まず、英語力がどのような形で求められているかと質問したところ、「実際にTOEICの点数を明記している企業さんもありますし、『英語上級』や『ビジネス英語レベル』となどの言い方をしている企業さんもあります」(草原氏)。
さらに、「外資系の企業よりも日本企業でこのような企業さんが増えていますし、これからも増える傾向にあると思われます」(草原氏)と、英語の必要性はますます高くなりそうな気配である。
ただ、「英語上級」とか「ビジネス英語レベル」と言われても、何らかの基準が無いと正確な判断はつきかねる。そこで、具体的な数値に換算していただけないかとお願いしたところ、「B-ing」のバックナンバーの特集ページを開いてくれた。それが以下のデータである。
TOEIC900点………外資系・外資系顧客向けコンサルタント/エグゼクティブセクレタリー/ITコンサルタント/通訳/翻訳
TOEIC850点………国際法務/マーケティング/外資系プロジェクトマネージャー/海外営業
TOEIC800点………外資系事務系管理職
TOEIC750点………外資系マネージャー/バイヤー
TOEIC650点………外資系人事
TOEIC600点………外資系グループセクレタリー/外資系および海外展開している企業の経理/外資系営業
(出所「B-ing」2001.3.7号「あなたのスコアで狙える最新職種一覧」)
「この数値は目安であり、必ずしも個々の企業すべてに当てはまるわけではないが」(草原氏)との断りもあったが、ドメスティックな職種で600~650点、専門的な職種では850点以上が一応の基準になると考えても良いだろう。
「英語力といっても、社内(本国とのやりとりを含む)でのコミュニケーションが取れればOKならば、TOEICのスコアは550~730くらいで良いですし、外国人顧客相手の仕事になれば、730~860点くらいのスコアが必要になるでしょう。国際会議で主張をしたり、海外でマネジメントをするような場合、より高度な英語力と取引先の国の文化や習慣などを理解することも併せて必要になりますね」(草原氏)。
だが、草原氏によると「必ずしも英語の能力だけで企業は採らない」と言う。
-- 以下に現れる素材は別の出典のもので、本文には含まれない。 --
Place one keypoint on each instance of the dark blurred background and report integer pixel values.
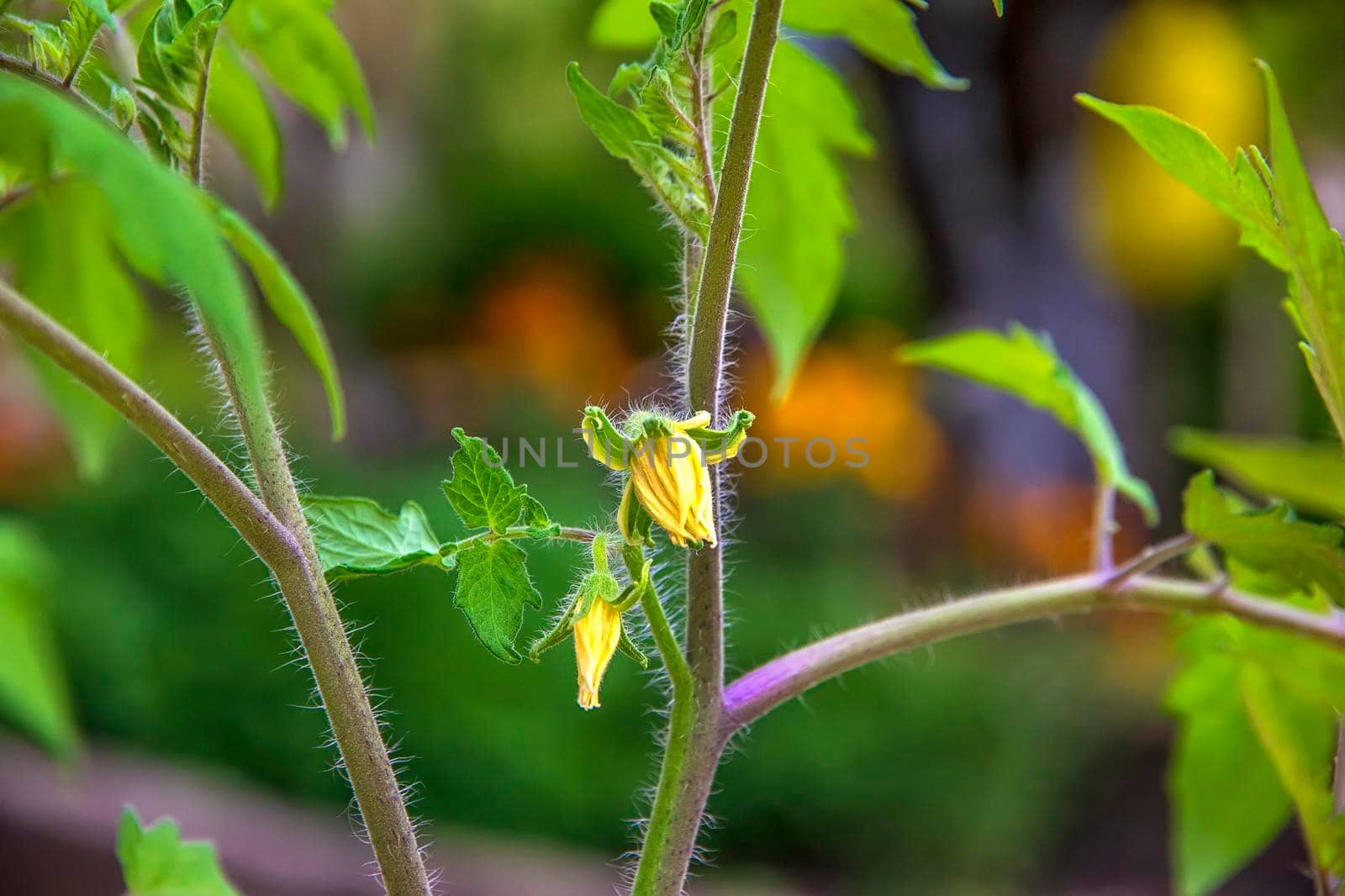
(484, 264)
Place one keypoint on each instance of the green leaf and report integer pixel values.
(1026, 365)
(1308, 475)
(291, 306)
(1297, 736)
(1317, 260)
(356, 537)
(307, 58)
(493, 587)
(156, 862)
(482, 490)
(161, 224)
(1227, 799)
(60, 239)
(1192, 158)
(1270, 541)
(239, 107)
(883, 30)
(172, 50)
(791, 259)
(33, 688)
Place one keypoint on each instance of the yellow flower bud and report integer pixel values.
(596, 638)
(672, 482)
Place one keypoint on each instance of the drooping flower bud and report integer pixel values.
(669, 479)
(596, 640)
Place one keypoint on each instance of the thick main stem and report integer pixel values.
(335, 669)
(786, 677)
(288, 551)
(697, 730)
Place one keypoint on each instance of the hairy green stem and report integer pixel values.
(663, 862)
(786, 677)
(323, 636)
(697, 730)
(198, 118)
(215, 481)
(1105, 525)
(288, 552)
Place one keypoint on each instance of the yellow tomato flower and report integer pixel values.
(669, 470)
(596, 640)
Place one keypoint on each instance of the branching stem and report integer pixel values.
(697, 730)
(786, 677)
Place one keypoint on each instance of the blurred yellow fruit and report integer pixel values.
(1160, 239)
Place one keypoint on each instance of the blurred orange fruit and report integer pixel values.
(847, 392)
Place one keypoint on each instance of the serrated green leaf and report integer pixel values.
(1288, 226)
(791, 259)
(161, 224)
(482, 490)
(291, 306)
(33, 688)
(883, 30)
(627, 134)
(172, 49)
(1026, 365)
(239, 107)
(1308, 475)
(307, 58)
(1317, 259)
(1192, 158)
(1270, 541)
(156, 862)
(356, 537)
(535, 514)
(1227, 799)
(60, 239)
(493, 587)
(1297, 736)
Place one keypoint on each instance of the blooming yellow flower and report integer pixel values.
(672, 481)
(596, 640)
(669, 470)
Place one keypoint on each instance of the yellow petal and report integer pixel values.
(596, 638)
「たとえば、外資系顧客向けコンサルタントは、英語の他にコンサルタントとしての能力・資質が求められます」(草原氏)。
「外資系の特定の職種にいきなり就くのは難しいですから、その職種の周辺の仕事で実務実績と英語力を身につけてからチャレンジする方法もあるかと思いますよ。いきなり英語で面接が始まることもあるし、本国の担当者と電話面接もあります。仕事でどのくらい英語を使っているかが大切でしょうね」(草原氏)と、アドバイスがあった。
英語力だけでどうにかなるほど甘いものではないと、この取材を通して分かった。しかし、実務経験と英語力を上手にかみ合わせることで、この困難な時代を乗り切れることも確かである。自分にあったビジネスプランを考えていただけるきっかけになったら幸いである。
取材終了後、ご多忙にもかかわらず1階フロアまで見送ってくださった草原編集長の姿が印象的であった。